EPCC showcases aquaponics greenhouse
Tuesday El Paso Community College held a ceremony to showcase a new laboratory — but it isn’t a science lab, it’s a self sustaining aquaponics lab that is maintained by EPCC’s culinary program.
It’s a concept some say is fairly unknown in far West Texas. Instructors say El Paso’s future chefs will have an upper hand in organic, eco-friendly, self-sustaining farming practices.
From the outside it looks like a typical greenhouse.
Yes you’ll see some lettuce growing or basil ready to plant but fish in a tank?
“It’s not just about making food it’s about showing students where the food comes from,” said EPCC culinary instructor Jesus Lugo.
Lugo explains it isn’t an ordinary greenhouse.
The greenhouse is a aquaponics greenhouse that incorporates fish farming with produce farming.
EPCC officials say it uses a lot less water than traditional farming and can be sustainable and eco-friendly.
Students begin with maintaining fish such as tilapia in a tank, then they set up herbs and other plants like lettuce to grow.
The wastewater from the fish is piped to the plants.
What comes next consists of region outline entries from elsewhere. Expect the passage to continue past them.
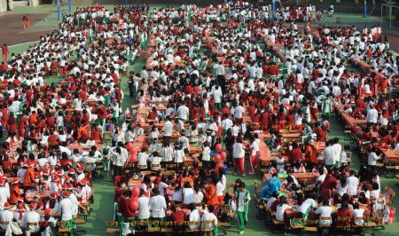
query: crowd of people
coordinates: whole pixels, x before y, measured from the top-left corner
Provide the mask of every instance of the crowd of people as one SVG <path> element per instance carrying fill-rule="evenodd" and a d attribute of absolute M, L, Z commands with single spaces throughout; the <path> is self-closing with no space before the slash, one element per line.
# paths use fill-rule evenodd
<path fill-rule="evenodd" d="M 66 15 L 21 55 L 8 59 L 4 44 L 2 174 L 9 178 L 1 178 L 0 219 L 12 223 L 7 230 L 50 233 L 59 213 L 74 228 L 100 163 L 113 170 L 124 235 L 167 219 L 217 234 L 231 213 L 243 234 L 251 194 L 240 179 L 229 190 L 226 169 L 246 177 L 268 164 L 257 199 L 278 221 L 314 213 L 330 216 L 321 224 L 340 224 L 337 216 L 361 225 L 364 215 L 387 223 L 375 165 L 380 146 L 399 146 L 389 90 L 398 58 L 377 27 L 313 30 L 308 22 L 300 30 L 297 21 L 312 12 L 274 14 L 242 1 L 113 11 L 96 4 Z M 129 75 L 137 104 L 123 111 L 121 75 L 139 55 L 145 66 Z M 348 70 L 353 62 L 370 67 Z M 59 72 L 61 83 L 48 84 Z M 333 115 L 365 120 L 351 127 L 368 150 L 358 173 L 350 147 L 328 138 Z M 261 150 L 265 134 L 270 152 Z M 314 185 L 300 179 L 304 173 Z"/>
<path fill-rule="evenodd" d="M 92 174 L 98 164 L 110 168 L 115 148 L 102 144 L 121 114 L 121 77 L 137 55 L 146 7 L 78 8 L 22 54 L 3 45 L 0 227 L 6 235 L 54 235 L 58 225 L 74 233 L 76 219 L 82 224 L 90 214 Z M 61 81 L 49 83 L 51 75 Z"/>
The nutrients from the water help the plants grow and some of those plants are used to feed the fish. It’s a continuous cycle.
Culinary students are involved every step of the process.
“They take care of the greenhouse, they take care of the fish, they take care of feeding them watering them, making sure that their chemicals are correct, they pick the weeds, so it is a labor of love,” Lugo said.
The Green Advantage aquaponics greenhouse was paid for by a grant from the United States Department of Agriculture and the University of Texas at El Paso with a cost of $220,000.
The food served at the ceremony was made with herbs grown in the aquaponics green house and although it’s still in the beginning stages Lugo is already thinking of future possibilities.
“Once we get the vegetables going we want to have a farmers market and students can prepare food and show them what we can do with the food we are growing,” Lugo said.
The greenhouse uses solar power to run some of the equipment. It isn’t 100 percent sustainable yet but they say it will be soon. And, when they are fully grown, the tilapia will be up for dinner too.